A circle is defined by the parametric equations
x = 2cos(2t) and y = 2sin(2t) for t is all real numbers.
(a) Find the coordinates of the point P on the circle when t = (4*pi)/3.
(b) Find the equation of the tangent to the circle at P.
Can you please show your working to help me understand how you reach your answer? Thanks - Jichu
(a) surely you can just plug in a value for t!
x = 2cos(8π/3) = 2(-1/2) = -1
y = 2sin(8π/3) = 2(√3/2) = √3
(b) Now you have a point and a slope, so the tangent line is
y-√3 = 1/√3 (x+1)
Certainly, Jichu!
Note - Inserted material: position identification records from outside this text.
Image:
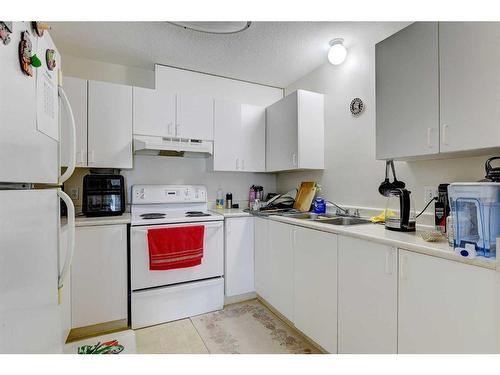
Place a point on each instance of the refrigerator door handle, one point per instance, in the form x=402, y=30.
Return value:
x=71, y=236
x=72, y=137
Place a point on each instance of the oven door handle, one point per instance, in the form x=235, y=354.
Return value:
x=211, y=225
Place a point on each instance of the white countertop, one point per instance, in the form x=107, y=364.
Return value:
x=403, y=240
x=230, y=212
x=83, y=221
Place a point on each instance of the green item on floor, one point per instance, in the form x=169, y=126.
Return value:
x=108, y=347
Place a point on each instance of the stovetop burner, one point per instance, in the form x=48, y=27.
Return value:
x=196, y=214
x=153, y=215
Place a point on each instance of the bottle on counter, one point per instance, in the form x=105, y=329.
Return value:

Let's solve the problem step by step.
(a) To find the coordinates of the point P on the circle when t = (4π)/3, we can substitute t into the parametric equations x = 2cos(2t) and y = 2sin(2t).
Given: t = (4π)/3
For x, substitute t into the equation x = 2cos(2t):
x = 2cos(2(4π)/3)
x = 2cos(8π/3)
Now let's simplify the expression inside the cosine function:
x = 2cos(2π + (2π/3))
We know that cos(2π + theta) = cos(theta), so we can simplify further:
x = 2cos(2π/3)
It is known that cos(2π/3) = -1/2, so substituting the value:
x = 2 * (-1/2)
x = -1
For y, substitute t into the equation y = 2sin(2t):
y = 2sin(2(4π)/3)
y = 2sin(8π/3)
Similar to x, let's simplify the expression inside the sine function:
y = 2sin(2π + (2π/3))
sin(2π + theta) = -sin(theta), so we can simplify further:
y = 2 * (-sin(2π/3))
It is known that sin(2π/3) = √3/2, so substituting the value:
y = 2 * (-√3/2)
y = -√3
Therefore, the coordinates of point P on the circle when t = (4π)/3 are P(-1, -√3).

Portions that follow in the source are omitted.